Inside the White House-Cabinet battle over Trump’s immigration order – Chicago Tribune
Editor’s Note: Prior to publication of this column, The Post sought comment from the Department of Homeland Security but not from the White House. We should have done both. After publication, White House Press Secretary Sean Spicer told The Post that Stephen Bannon did not travel to see Homeland Security Secretary John Kelly on the evening of Jan. 28. – Fred Hiatt
On the evening of Saturday, Jan. 28, as airport protests raged over President Donald Trump‘s executive order on immigration, the man charged with implementing the order, Homeland Security Secretary John Kelly, had a plan. He would issue a waiver for lawful permanent residents, a.k.a. green-card holders, from the seven majority-Muslim countries whose citizens had been banned from entering the United States.
White House chief strategist Stephen Bannon wanted to stop Kelly in his tracks. Bannon paid a personal and unscheduled visit to Kelly’s Department of Homeland Security office to deliver an order: Don’t issue the waiver. Kelly, according to two administration officials familiar with the confrontation, refused to comply with Bannon’s instruction. That was the beginning of a weekend of negotiations among senior Trump administration staffers that led, on Sunday, to a decision by Trump to temporarily freeze the issuance of executive orders.
The confrontation between Bannon and Kelly pitted a political operator against a military disciplinarian. Respectfully but firmly, the retired general and longtime Marine told Bannon that despite his high position in the White House and close relationship with Trump, the former Breitbart chief was not in Kelly’s chain of command, two administration officials said. If the president wanted Kelly to back off from issuing the waiver, Kelly would have to hear it from the president directly, he told Bannon.
Bannon left Kelly’s office without getting satisfaction. Trump didn’t call Kelly to tell him to hold off. Kelly issued the waiver late Saturday night, although it wasn’t officially announced until the following day.
That did not end the dispute. At approximately 2 a.m. Sunday morning, according to the two officials, a conference call of several top officials was convened to discuss the ongoing confusion over the executive order and the anger from Cabinet officials over their lack of inclusion in the process in advance.
On the call were Bannon, White House senior policy adviser Stephen Miller, White House Counsel Donald McGahn, national security adviser Michael Flynn, Kelly, Defense Secretary Jim Mattis and Secretary of State designee Rex Tillerson, who had not yet been confirmed.
One White House official and one administration official told me that Kelly, Mattis and Tillerson presented a united front and complained about the process that led to the issuance of the immigration executive order, focusing on their near-complete lack of consultation as well as the White House’s reluctance to make what they saw as common-sense revisions, such as exempting green-card holders.

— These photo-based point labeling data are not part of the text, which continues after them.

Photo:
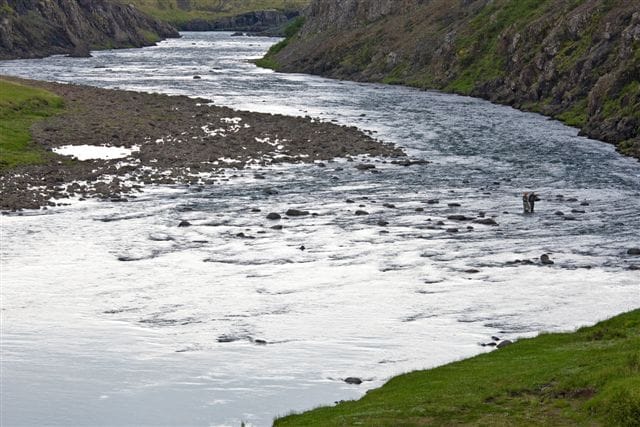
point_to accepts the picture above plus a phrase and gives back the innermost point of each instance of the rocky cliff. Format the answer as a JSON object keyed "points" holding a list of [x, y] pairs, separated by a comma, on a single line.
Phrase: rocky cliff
{"points": [[37, 28], [578, 61]]}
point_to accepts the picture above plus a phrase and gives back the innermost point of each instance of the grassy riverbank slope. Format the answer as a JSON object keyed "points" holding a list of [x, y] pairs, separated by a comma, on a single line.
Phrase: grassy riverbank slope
{"points": [[20, 107], [180, 12], [590, 377], [577, 61]]}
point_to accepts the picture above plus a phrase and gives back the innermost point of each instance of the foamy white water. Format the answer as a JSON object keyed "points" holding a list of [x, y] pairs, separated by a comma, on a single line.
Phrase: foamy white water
{"points": [[114, 315]]}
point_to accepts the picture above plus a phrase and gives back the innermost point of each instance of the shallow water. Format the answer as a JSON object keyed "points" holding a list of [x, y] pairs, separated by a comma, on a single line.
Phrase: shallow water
{"points": [[114, 315]]}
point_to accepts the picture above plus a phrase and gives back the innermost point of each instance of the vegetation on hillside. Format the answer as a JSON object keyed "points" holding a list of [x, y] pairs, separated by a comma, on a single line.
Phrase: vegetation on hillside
{"points": [[577, 61], [290, 31], [20, 107], [179, 12], [590, 377]]}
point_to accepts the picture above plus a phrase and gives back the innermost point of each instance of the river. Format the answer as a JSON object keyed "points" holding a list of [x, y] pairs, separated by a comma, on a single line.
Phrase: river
{"points": [[113, 315]]}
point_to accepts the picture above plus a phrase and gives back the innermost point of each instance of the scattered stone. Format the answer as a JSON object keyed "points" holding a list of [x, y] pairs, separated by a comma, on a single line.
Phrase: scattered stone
{"points": [[408, 162], [81, 51], [504, 343], [486, 221], [365, 166], [296, 212], [545, 260]]}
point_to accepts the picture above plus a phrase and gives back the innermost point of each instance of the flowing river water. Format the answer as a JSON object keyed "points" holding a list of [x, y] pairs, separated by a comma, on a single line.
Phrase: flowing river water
{"points": [[114, 315]]}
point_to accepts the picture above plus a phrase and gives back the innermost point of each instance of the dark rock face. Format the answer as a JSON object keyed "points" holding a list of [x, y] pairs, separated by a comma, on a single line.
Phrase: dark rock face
{"points": [[575, 61], [38, 28]]}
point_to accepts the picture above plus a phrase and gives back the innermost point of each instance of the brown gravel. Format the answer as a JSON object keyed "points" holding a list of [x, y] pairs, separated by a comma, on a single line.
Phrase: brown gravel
{"points": [[169, 132]]}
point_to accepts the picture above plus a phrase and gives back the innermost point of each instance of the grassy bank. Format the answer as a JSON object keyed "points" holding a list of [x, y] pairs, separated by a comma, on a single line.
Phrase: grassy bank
{"points": [[291, 30], [20, 107], [179, 13], [590, 377]]}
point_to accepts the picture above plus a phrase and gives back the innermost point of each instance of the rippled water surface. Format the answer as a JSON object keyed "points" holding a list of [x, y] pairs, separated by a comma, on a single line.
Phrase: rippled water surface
{"points": [[114, 315]]}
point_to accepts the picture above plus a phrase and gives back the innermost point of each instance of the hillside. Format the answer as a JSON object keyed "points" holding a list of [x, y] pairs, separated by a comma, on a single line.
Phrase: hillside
{"points": [[215, 15], [37, 28], [590, 377], [578, 61]]}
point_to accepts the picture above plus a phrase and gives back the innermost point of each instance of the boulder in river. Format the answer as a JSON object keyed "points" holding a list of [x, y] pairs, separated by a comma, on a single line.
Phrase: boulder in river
{"points": [[486, 221], [296, 212], [545, 260]]}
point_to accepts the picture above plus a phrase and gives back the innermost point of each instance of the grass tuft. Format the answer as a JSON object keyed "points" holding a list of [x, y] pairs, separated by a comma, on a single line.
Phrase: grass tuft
{"points": [[20, 107]]}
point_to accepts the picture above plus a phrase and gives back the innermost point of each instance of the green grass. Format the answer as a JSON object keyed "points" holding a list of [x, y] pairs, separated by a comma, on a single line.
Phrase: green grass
{"points": [[590, 377], [20, 107], [209, 10], [290, 31]]}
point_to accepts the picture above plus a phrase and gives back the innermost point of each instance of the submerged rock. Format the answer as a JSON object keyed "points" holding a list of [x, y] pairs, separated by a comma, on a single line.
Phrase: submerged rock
{"points": [[296, 212], [545, 260]]}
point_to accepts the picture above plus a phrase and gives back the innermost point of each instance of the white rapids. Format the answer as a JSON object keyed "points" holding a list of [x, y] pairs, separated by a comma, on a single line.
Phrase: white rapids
{"points": [[112, 314]]}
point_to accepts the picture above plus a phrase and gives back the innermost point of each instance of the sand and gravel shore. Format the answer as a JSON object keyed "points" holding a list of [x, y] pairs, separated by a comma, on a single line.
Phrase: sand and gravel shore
{"points": [[169, 140]]}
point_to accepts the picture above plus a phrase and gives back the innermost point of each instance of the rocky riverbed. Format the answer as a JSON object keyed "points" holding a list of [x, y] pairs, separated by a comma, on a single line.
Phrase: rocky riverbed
{"points": [[167, 140]]}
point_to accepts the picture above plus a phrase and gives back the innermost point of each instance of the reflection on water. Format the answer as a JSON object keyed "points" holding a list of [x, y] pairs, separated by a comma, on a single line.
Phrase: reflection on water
{"points": [[112, 314]]}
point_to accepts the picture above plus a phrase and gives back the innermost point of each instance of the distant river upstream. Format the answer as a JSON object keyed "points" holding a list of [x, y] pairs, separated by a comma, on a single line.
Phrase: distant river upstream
{"points": [[114, 315]]}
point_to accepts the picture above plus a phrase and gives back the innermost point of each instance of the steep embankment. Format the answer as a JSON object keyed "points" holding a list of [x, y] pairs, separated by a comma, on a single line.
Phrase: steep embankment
{"points": [[578, 61], [223, 15], [590, 377], [37, 28]]}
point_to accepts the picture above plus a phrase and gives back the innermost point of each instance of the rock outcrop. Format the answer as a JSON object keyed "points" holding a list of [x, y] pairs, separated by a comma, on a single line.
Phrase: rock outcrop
{"points": [[575, 61], [38, 28]]}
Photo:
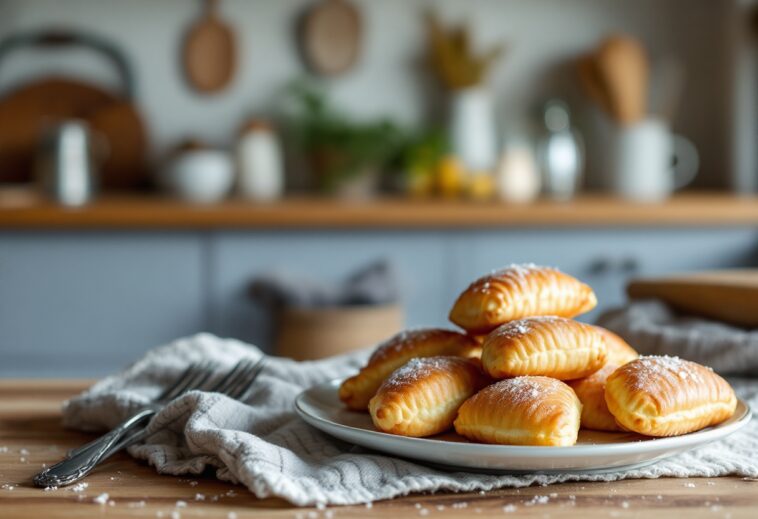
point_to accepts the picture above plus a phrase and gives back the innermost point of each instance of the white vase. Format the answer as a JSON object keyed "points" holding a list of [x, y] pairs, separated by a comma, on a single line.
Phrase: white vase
{"points": [[259, 160], [473, 130], [518, 177]]}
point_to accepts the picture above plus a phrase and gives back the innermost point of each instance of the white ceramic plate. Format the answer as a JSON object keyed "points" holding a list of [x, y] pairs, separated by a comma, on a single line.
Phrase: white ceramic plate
{"points": [[595, 451]]}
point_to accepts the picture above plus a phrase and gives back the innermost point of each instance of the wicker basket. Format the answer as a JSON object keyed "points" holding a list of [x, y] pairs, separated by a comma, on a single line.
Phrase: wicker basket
{"points": [[315, 333]]}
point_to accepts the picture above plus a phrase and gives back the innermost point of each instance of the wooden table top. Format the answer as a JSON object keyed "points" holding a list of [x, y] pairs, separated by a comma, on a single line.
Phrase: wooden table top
{"points": [[26, 210], [31, 434]]}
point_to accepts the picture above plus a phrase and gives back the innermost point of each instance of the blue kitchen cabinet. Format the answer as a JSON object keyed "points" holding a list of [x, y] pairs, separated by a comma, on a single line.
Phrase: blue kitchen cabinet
{"points": [[606, 258], [84, 304], [421, 260]]}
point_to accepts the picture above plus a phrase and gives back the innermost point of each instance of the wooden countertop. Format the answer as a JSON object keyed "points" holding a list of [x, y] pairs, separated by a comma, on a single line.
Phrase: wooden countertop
{"points": [[21, 210], [31, 434]]}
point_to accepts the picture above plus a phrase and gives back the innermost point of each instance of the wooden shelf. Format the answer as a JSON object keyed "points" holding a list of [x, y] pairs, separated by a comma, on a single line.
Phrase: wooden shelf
{"points": [[25, 211]]}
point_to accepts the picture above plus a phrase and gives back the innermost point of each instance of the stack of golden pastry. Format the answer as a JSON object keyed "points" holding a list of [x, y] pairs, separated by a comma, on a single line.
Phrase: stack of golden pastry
{"points": [[525, 373]]}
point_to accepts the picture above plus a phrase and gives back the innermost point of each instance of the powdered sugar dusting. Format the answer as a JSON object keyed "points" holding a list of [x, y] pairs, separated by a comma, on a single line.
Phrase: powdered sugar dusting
{"points": [[649, 370], [418, 369], [515, 391], [521, 327], [402, 340]]}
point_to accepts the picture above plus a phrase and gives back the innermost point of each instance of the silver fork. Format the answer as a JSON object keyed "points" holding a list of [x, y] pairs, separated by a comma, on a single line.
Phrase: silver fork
{"points": [[193, 377], [237, 383]]}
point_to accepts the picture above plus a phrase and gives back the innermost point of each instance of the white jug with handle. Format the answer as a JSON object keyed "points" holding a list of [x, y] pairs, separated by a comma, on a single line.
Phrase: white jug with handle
{"points": [[648, 163]]}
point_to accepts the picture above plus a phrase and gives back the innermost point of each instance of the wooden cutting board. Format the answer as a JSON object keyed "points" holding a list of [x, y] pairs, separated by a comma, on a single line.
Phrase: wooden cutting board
{"points": [[210, 51], [730, 296], [26, 112]]}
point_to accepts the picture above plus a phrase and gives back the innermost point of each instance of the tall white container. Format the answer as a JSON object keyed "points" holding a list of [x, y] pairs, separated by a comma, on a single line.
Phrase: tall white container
{"points": [[473, 130], [260, 163]]}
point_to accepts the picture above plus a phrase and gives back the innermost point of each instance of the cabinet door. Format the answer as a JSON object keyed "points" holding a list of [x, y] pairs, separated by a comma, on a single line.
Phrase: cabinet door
{"points": [[606, 258], [421, 261], [85, 304]]}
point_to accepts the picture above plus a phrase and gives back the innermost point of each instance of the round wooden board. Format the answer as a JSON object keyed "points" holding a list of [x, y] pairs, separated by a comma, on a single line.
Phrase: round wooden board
{"points": [[331, 39], [27, 111]]}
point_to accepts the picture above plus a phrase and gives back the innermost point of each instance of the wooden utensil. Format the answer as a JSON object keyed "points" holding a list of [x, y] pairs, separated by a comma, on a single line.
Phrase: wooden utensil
{"points": [[623, 70], [591, 83], [331, 37], [730, 296], [210, 51], [26, 111]]}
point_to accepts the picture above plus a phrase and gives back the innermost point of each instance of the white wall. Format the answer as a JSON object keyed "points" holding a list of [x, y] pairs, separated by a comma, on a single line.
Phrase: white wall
{"points": [[542, 36]]}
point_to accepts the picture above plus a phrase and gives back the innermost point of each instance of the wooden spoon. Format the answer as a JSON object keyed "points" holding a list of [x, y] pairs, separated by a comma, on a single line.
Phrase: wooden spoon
{"points": [[623, 71], [210, 55], [591, 83]]}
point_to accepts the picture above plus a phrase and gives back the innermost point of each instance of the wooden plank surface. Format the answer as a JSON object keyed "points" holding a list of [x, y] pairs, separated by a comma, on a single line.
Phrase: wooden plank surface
{"points": [[23, 210], [30, 435]]}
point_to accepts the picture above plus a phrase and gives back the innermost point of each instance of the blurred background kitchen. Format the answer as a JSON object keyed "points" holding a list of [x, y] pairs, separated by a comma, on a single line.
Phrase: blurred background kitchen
{"points": [[312, 175]]}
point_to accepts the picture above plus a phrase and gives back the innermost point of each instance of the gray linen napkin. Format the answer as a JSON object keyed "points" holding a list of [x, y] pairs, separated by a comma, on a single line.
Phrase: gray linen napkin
{"points": [[653, 328], [263, 445]]}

Bannon and Miller pushed back, defending the White House’s actions and explaining that the process and substance of the order had been kept to a close circle because the Trump administration had not yet installed its own officials in key government roles and other officials were still getting settled into place.
Flynn, according to the White House official, partially sided with the Cabinet officials, arguing that they should be included in the process, even if the White House ultimately decided not to adopt their recommendations.
“Flynn’s argument was a process argument, that we are unnecessarily putting these guys in a tough position,” the White House official said. “If you are going to ignore them, you have to at least give them a chance to say their piece.”
Later on Sunday, a larger senior staff meeting was convened with White House Chief of Staff Reince Priebus, senior adviser Jared Kushner and Trump himself, where all tried to make sense of the process and chart a path forward.
The president made a decision at that meeting that, following the already scheduled rollout of a executive order on regulatory reforms, all other executive orders would be held up until a process was established that included the input of key officials outside the White House.
“We have to evaluate the way we get input from the Cabinet secretaries affected before we do things,” the White House official said. The pause appeared to end on Friday, when Trump signed an executive order and a memorandum on financial regulation.
The weekend’s events were the first major dust-up between the White House political leadership and the powerful figures Trump has appointed to head the national security bureaucracies. The Cabinet members stood up for themselves and their agencies and successfully pushed for a policy tweak that the administration later embraced in a memorandum to “clarify” the executive order.
The Cabinet members also demonstrated that they had something to offer the White House besides their policy input; they are the most credible spokespeople for controversial White House policies in the eyes of the public. On Tuesday, Kelly gave the White House badly needed political cover by holding a press conference and strongly defending the immigration executive order.
“This is not, I repeat, not, a ban on Muslims,” Kelly said. “We cannot gamble with American lives. I will not gamble with American lives. These orders are a matter of national security, and it is my sworn responsibility as secretary of homeland security to protect and defend the American people,” he said.
He said the DHS would implement the order “humanely,” that the DHS lawyers had been involved in preparing the order and that he did have some advance notice, denying reports he found out about it being signed while he was on an airplane. “We knew it was coming. It wasn’t a surprise,” Kelly said.